The study done on pomegranate arils showed that the drying rate increased with the drying air temperature,
thus reducing drying time. Entire drying process of the pomegranate arils occurred in the falling rate period. The page
model was found to be suitable to predict the moisture ratio of pomegranate arils in a thin layer drying
(A.R.P.Kingsly&D.B.Singh, 2007). similar result were reported in strawberry where modified page model was found
to be the suitable model (Ebru Kavak Akpinar &Yasar Bicer, 2006).osmotic dehydration is a method to aid removal
of coconut kernel from the shell without much difficulty. They have proposed a semi-empirical model to predict the
moisture content of the coconut at any point of immersion time(N.K.Rastogi & K.S.M.S.Raghavarao. ,1994).A
considerable amount of work has been carried out on thin layer drying of different food and vegetables products
.some of the thin layer models were reported for drying of litchi (Janjaia et al.,2011), potato(Akpinar, E. K et
al.,2003a), sweet potato (Diamente, L. M., & Munro, P. A. ,1991).) and wheat (Kassem, A. S.,1998). In this study, the
thin layer drying characteristics for untreated coconut slices and osmotic treated coconut slices in salt solution were
investigated. In addition, the Effective Diffusivities and Activation Energy in the convective drying process of
coconut slices were also calculated.
Materials and Methods
The commercially available salt was used to prepare osmotic solution.

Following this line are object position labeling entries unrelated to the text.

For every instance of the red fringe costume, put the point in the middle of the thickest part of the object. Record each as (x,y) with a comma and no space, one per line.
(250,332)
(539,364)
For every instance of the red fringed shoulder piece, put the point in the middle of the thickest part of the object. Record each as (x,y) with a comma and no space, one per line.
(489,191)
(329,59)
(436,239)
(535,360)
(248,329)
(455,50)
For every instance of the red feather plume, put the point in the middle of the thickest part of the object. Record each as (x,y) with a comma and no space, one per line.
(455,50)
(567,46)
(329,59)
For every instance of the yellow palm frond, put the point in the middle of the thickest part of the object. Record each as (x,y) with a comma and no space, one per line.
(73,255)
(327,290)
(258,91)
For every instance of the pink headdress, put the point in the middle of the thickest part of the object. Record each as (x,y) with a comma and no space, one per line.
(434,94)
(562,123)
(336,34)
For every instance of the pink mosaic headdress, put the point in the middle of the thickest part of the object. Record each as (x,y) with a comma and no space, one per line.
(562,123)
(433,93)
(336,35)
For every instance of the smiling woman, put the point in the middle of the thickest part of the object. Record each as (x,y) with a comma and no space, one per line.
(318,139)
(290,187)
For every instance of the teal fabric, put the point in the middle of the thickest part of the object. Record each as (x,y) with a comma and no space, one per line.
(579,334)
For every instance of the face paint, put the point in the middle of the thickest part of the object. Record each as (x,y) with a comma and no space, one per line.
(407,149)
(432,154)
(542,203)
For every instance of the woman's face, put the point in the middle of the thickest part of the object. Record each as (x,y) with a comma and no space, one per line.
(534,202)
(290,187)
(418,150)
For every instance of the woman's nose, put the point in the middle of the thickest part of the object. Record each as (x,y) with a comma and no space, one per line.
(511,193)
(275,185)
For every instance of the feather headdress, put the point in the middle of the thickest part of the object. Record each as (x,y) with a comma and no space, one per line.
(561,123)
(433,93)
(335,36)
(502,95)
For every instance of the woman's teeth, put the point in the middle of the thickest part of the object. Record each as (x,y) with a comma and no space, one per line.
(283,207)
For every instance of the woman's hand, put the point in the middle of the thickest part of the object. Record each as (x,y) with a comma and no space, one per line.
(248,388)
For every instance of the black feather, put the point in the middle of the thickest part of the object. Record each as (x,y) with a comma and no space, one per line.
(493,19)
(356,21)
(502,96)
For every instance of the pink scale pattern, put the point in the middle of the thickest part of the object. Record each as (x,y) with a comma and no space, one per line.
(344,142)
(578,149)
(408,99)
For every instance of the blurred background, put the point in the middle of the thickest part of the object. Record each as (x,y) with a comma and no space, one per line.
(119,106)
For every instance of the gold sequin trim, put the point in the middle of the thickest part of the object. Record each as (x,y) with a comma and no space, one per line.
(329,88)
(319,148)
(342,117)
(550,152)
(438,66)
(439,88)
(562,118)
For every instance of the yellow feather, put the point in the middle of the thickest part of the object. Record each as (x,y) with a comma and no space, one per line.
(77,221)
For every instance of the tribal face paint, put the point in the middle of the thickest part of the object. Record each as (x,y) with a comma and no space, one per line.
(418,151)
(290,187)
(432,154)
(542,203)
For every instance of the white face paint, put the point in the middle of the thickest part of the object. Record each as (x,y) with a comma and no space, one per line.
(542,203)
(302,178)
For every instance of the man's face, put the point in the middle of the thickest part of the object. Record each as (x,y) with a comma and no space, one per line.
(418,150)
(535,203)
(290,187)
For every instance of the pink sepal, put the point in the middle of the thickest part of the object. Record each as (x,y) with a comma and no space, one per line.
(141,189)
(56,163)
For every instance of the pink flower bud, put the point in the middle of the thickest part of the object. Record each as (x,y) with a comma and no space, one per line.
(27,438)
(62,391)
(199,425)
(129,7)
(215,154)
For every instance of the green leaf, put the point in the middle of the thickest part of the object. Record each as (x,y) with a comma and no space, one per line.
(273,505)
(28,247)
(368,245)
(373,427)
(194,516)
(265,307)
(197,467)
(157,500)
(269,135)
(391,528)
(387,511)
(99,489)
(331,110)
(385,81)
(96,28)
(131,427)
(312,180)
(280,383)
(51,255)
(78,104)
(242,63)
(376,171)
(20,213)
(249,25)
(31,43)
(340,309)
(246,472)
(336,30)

The desired quantity of salt was mixed with
required amount of distilled water to prepare desire range of osmotic salt solution. The concentration of salt solution
was measured by using refractometer. The mature coconuts of 10 month after flowering were purchased from local
market. The average moisture content of coconut slices was found to be 123.713 % on Dry basis. The initial moisture
content of coconut slices was measured by drying coconut slices in hot air oven at 105 0 c for 5hrs. The kernel portion
of the coconut was taken and washed with water to remove other debris. The kernel was cut into pieces of 5 mm
thickness and 20 mm length. The coconut slices of 100 g were weighed and initially undergoing pre treatment such as
blanching and immersing in 2% citric acid solution to increase the shelf life of the coconut slices. For without
treatment of osmotic dehydration, the coconut slices after pre treatment dried in a tray dryer at different
temperature such as 50 0c , 60 0c and 70 0c. The drying process was continued until the drying rate reached zero.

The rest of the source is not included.